Silently file onto single track. Headlamps switch on. Trail illuminated. Shadows dance on trees. Leaves crackle. Twigs snap. Occasional question or comment. Short, quiet response. Don’t talk. Too early to talk.

Abrupt stop. Hill ahead. Slow shuffle upwards. Hands on hips. Hands on thighs. Raspy breaths echoing in the dark. Burning lungs. Listen to groans of friends. Smile. Good. Not alone in suffering.

Why I Get Outside, mountains for breakfasts

Endless hill. Will the climb ever end? Reconsider hobbies. Knitting is fun. So is baking. So is napping. Grit teeth. So. Is. Running.

Pry eyes from trail. See first signs of sunrise. Oh, pretty. Quicken pace. Quads burning. Lungs burning. Strain to make out summit in fading darkness. Almost there.

Gather at top of mountain. Success! Regain breath. Lose breath as sun starts to break on horizon. Gaze in wonder at the blues and pinks and oranges. Pull out phones and snap photos. #Millennial. #NewDay. #MountainsForBreakfast.

Breathe a sigh of contentment. Lift face as first rays dance over mountains. Running is the best. Nature is the best. Mountains are the best. This life is the best. Snap more photos of friends.

Time to go home and go to work. Collective groan, this time less good-natured. Are jobs necessary? Live off the land instead? Become sponsored mountain runners? One last longing look at wilderness stretching far into the distance.

File back onto trail. Everyone awake. Everyone invigorated. Hoots and hollers ring out as runners race back down mountain. Rocks tumble. Feet kick up dirt. Stories shouted over din of descending bodies. Laughter. Fall. Slide on butt into next runner. Stand up. Shake it off. More laughter.

Sunlight streaming through trees. Burning lungs. Fearless flying down the mountain. Is there a hobby better than running? No. No there is not. Running is life. Mountains are life.

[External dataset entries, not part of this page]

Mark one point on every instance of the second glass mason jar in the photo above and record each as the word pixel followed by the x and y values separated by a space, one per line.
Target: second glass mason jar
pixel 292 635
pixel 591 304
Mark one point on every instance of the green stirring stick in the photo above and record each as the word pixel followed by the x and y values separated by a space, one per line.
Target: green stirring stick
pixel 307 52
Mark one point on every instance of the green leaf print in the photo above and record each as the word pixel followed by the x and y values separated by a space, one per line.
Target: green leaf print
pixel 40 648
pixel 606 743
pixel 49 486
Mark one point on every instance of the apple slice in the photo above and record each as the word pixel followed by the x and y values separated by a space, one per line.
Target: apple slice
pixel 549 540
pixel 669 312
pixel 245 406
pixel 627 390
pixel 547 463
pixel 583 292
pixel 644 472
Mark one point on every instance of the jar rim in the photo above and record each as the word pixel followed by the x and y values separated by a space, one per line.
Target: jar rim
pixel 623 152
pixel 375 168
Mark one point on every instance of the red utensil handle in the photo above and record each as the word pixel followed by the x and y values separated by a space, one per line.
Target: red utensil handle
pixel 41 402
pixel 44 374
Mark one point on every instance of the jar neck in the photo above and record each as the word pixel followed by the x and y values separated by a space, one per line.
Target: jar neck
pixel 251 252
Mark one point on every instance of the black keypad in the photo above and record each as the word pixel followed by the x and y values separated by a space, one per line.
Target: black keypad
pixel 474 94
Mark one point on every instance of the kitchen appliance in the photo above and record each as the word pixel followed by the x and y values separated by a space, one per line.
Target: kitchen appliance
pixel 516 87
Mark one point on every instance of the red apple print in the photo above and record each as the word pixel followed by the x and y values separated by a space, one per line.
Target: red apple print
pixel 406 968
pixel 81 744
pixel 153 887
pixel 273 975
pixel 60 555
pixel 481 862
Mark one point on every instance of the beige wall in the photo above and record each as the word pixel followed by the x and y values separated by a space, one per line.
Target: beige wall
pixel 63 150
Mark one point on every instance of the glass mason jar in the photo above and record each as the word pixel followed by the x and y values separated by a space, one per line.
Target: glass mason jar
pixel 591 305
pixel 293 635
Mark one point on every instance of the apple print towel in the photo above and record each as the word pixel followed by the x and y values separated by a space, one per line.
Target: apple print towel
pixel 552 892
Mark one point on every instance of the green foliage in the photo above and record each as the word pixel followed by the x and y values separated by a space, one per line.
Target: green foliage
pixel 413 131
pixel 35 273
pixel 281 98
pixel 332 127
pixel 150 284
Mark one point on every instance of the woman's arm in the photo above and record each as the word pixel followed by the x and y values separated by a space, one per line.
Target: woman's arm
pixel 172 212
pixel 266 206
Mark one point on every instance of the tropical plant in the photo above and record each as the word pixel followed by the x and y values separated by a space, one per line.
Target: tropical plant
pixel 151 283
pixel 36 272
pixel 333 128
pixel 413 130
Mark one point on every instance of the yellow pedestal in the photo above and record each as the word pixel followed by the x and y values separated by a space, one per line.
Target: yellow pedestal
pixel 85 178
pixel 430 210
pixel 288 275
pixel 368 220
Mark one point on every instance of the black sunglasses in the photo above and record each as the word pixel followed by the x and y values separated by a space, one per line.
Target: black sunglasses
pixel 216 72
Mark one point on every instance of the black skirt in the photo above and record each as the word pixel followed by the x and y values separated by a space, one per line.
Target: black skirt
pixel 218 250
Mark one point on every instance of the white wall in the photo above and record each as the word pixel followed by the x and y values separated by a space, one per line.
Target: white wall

Ponytails bounce. Arms wave for balance. Blood pumping. Breathless. Fast feet fast feet. Don’t fall again. What an adrenaline rush. Better than sleeping late. Better than coffee. Way better than coffee.

Why I Get Outside, mountains for breakfasts

Careen off trail and back into parking lot. Collapse into pile of laughing, gasping bodies. Tired? Who’s tired? No one here. Sweaty and dirty, maybe, but not tired.

Wave goodbye and drive off, smiling and singing. What a great start to the day.

Shower. Reluctantly wash dirt off legs. Devour gigantic breakfast. All the calories. Why we run. Traffic going into work? No matter. Mountains for breakfast. Picture view from summit, feel wind tickling hair, remember adrenaline coursing through body. Smile won’t leave face.

Walk into office. Weave between zombies staggering to coffeemaker. Smile to self. Pity the poor fools who hit snooze three times. Complaining about early alarm? What early alarm? Humble brag to anyone within earshot about miles run, sunrises captured, animals observed. Before work? Yes. Every morning. Aren’t you tired? No way.

Ride the summit high all day long. This is why I run.